The sail, warp the active substance and oxypolygelatin interact to achieve the improved effect Or f. N. Not with certainty kfint. One possible explanation may be that the oxidation reaction to which oxypolygelatin is subjected gives the molecule an increased number of acidic carboxyl groups, which may cause the oxypolygelatin to bind to the basic adrenocorticotropic hormone, so that a chemical complex with Rad adrenocorticotropic action is formed. A further or perhaps different explanation is that oxypolygelatin, when used in conjunction with the adrenocorticotropic hormone, may have a specific, stabilizing effect on the hormone, so that it protects it from inactivation by certain enzymes or other magnifying forces acting at the injection site. In any case, both efficacy assessments and clinical trials in patients treated with adrenocorticotropic hormone show that the use of oxypolygelatin has a significantly stronger effect on each dose of the hormone than when using a saline solution or other types of gelatin as a bar substance.

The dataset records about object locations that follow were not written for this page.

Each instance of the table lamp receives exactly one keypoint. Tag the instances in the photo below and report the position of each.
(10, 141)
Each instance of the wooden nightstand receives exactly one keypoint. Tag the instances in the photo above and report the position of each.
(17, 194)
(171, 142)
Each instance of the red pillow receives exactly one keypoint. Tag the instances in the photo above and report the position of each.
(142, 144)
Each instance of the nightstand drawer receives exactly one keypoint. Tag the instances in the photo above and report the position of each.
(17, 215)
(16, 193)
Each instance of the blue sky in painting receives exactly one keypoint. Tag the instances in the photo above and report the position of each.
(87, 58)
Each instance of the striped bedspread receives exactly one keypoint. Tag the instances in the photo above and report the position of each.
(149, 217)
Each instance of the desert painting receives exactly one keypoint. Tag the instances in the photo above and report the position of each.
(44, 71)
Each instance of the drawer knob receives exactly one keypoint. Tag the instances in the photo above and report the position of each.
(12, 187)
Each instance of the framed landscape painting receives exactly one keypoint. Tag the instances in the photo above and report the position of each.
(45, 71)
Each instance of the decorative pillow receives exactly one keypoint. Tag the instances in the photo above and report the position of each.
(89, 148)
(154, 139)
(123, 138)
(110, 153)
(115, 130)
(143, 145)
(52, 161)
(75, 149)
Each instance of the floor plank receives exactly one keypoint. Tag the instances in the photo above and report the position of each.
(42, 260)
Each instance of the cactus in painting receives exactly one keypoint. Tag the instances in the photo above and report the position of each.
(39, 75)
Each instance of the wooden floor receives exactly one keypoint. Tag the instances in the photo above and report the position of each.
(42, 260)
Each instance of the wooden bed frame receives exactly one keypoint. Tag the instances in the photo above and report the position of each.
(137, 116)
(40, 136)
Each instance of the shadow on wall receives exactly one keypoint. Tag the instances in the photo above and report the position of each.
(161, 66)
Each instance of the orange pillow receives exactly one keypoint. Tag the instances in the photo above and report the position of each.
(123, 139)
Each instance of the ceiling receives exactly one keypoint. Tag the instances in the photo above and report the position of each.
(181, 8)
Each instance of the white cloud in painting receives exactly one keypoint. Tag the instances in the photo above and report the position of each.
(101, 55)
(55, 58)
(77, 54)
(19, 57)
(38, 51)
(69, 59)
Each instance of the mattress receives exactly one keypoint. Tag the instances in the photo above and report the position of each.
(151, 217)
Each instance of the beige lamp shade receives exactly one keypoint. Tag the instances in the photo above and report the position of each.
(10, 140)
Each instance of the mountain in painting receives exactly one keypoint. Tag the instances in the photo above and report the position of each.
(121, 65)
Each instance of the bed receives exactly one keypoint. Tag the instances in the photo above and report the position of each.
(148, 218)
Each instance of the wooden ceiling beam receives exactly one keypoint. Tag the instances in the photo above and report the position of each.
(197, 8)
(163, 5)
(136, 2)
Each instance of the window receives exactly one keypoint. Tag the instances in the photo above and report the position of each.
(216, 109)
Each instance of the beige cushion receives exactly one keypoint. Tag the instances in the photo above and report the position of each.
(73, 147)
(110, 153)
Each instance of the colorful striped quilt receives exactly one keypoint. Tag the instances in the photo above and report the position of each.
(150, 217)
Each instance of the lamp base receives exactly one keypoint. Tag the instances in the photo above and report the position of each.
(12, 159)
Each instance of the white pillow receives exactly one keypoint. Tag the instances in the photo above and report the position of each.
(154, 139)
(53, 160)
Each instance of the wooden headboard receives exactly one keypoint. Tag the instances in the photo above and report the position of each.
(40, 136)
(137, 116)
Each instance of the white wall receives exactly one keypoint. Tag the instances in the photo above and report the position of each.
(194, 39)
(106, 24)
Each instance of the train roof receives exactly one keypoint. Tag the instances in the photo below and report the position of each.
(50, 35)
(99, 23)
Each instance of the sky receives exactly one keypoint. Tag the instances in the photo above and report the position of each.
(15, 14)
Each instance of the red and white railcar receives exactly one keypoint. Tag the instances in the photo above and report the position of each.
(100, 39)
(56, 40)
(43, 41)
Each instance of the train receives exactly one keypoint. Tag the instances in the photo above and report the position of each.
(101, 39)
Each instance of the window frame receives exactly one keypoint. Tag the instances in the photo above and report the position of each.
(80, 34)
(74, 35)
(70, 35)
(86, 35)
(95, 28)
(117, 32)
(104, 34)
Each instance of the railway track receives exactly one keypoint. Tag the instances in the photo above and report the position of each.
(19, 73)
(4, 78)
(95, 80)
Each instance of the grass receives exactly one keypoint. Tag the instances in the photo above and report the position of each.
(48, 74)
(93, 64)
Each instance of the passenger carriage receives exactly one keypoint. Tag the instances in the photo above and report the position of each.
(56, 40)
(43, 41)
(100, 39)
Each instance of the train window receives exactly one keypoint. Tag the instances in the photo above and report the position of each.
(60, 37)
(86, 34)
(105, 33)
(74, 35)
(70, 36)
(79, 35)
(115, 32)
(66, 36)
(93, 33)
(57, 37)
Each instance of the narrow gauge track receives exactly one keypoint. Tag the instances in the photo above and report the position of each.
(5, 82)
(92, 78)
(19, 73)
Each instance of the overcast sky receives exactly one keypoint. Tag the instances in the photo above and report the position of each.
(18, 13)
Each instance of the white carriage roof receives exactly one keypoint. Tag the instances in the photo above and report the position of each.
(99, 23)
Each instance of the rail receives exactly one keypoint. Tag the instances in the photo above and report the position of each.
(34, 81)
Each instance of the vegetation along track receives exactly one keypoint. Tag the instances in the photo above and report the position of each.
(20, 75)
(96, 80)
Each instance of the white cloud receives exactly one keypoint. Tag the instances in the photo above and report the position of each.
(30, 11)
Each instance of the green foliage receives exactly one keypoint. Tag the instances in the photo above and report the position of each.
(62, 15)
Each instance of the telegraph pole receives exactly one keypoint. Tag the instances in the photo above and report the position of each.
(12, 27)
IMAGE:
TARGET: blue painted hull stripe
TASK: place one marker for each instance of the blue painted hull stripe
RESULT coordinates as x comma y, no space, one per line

The invention will be explained in the following in connection with examples.

Example 1. A portion of the adrenocorticotropic hormone was prepared by extraction with glacial acetic acid at 70 ° C from porcine pituitary lobes dehydrated with acetone. Then half a volume of acetone and a small portion of sodium chloride were added to the solution to precipitate unwanted substances. A small volume of ethyl ether was added to the solution to precipitate a rap product of the adrenocorticotropic hormone. The precipitate was purified by adsorption on oxicellulose and eluting therefrom, and an ion exchange resin until the eluate was added to convert the hormone to the acetate form. The solution prepared on this salt was lyophilized until a dry powder formed, which was dissolved in pyrogen-free distilled water. The solution was sterile filtered and introduced into glasses at 40 units per glass, after which the contents were frozen and lyophilized.

The above lyophilized product, which is of the type sometimes called the polypeptide form of the adrenocorticotropic hormone, was dissolved in a solution containing 37% oxypolygelatin and 0.5% phenol. The resulting solution, which contained the adrenocorticotropic hormone, 37% oxypolygelatin and 0.5% phenol, was subjected to the usual clinical trials and was found to have 2-3 times its potent effect as the usual adrenocorticotropic hormone given together with regular gelatin.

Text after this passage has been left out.